Understanding C object construction and destruction

So many programs these days are implemented in C++, be it because they are using some framework, some library, because somebody “back then” thought C++ was the greatest thing since sliced bread, or simply because.

It doesn’t matter actually. Fact of the matter is that when we reverse stuff, we often, often land up in C++ territory. Hence, I felt that a treatment of the matter would be useful, as I wanted to clarify some thoughts and intuitions I had, in a systematic way, especially in how objects are constructed and destroyed, and the role of the compiler – how the compiler looks at C++ source code and translates (“adds” stuff) to the final assembly/binary output.

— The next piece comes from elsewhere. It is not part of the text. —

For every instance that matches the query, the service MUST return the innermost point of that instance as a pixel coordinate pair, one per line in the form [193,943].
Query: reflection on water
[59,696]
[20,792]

Yes, I’m a big fan of systematic treatment.

Construction: Object Construction

In general there are two ways a C++ object can be created – on the stack, and on the heap.

Stack:

class A {
public:
  int a, b;
};

void main() {
  A a;
}

.text:00401090 push    ebp             ; Function prologue.
.text:00401091 mov     ebp, esp
.text:00401093 sub     esp, 50h        ; Grow the stack (includes all
                                       ; the other local variables).

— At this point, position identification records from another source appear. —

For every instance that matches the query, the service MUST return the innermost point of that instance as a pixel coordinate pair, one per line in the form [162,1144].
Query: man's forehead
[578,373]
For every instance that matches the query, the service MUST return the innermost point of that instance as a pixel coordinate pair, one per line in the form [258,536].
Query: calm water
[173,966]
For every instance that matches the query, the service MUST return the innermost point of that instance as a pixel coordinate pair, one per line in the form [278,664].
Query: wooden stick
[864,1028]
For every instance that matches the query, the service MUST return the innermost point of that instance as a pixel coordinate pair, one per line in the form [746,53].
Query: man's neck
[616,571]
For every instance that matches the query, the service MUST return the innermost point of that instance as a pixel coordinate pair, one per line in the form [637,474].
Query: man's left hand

.text:00401096 lea     ecx, [ebp+a]    ; "a" is on the stack.
.text:00401099 call    A::A(void)      ; Call the constructor (passing
                                       ; "this", the object's location,
                                       ; which is on the stack.

When objects are created on the stack, the stack is grown (as per normal in the function prologue) together with the other local variables in the function. Subsequently, code is generated such that the object’s constructor is called.

Heap:

class A {
public:
  int a, b;
};

void main() {
  A *a = new A();
}

.text:004010AE push    0Ch                 
.text:004010B0 call    operator new(uint)  ; Allocate memory.
.text:004010B5 add     esp, 4
.text:004010B8 mov     [ebp+this], eax     ; Point "this" to memory.

.text:004010BB cmp     [ebp+this], 0
.text:004010BF jz      short allocFailed   ; Check if allocation failed.

.text:004010C1 mov     ecx, [ebp+this]     
.text:004010C4 call    A::A(void)          ; Call the constructor (passing
                                           ; "this", the object's location,
                                           ; which is on the heap.

.text:004010C9 mov     [ebp+var_4C], eax   ; Just some "temp" variable.
.text:004010CC jmp     short follow

.text:004010CE
.text:004010CE allocFailed:
.text:004010CE mov     [ebp+var_4C], 0

.text:004010D5 follow:
.text:004010D5 mov     eax, [ebp+var_4C]
.text:004010D8 mov     [ebp+a], eax        ; Store the pointer "a".

When objects are created on the heap, “operator new” is called to allocate the memory, and then the object’s constructor is called.

In general, the constructor takes a parameter, this. this represents the memory for the object instance, either from the stack or heap (see above).

What is important to know is that the first item in this is reserved for a virtual function table pointer (one DWORD, for 32-bit architectures), which will be set to point to a global class specific table of virtual function pointers. The rest of this memory is for parent/member data objects.

Also, that special virtual function table pointer will only exist if that class has virtual methods. Else it doesn’t exist and everything is shifted up by one DWORD (for 32-bit architectures).

Interlude: Virtual Functions and Virtual Tables

In the very simple example above, the class A did not have virtual methods.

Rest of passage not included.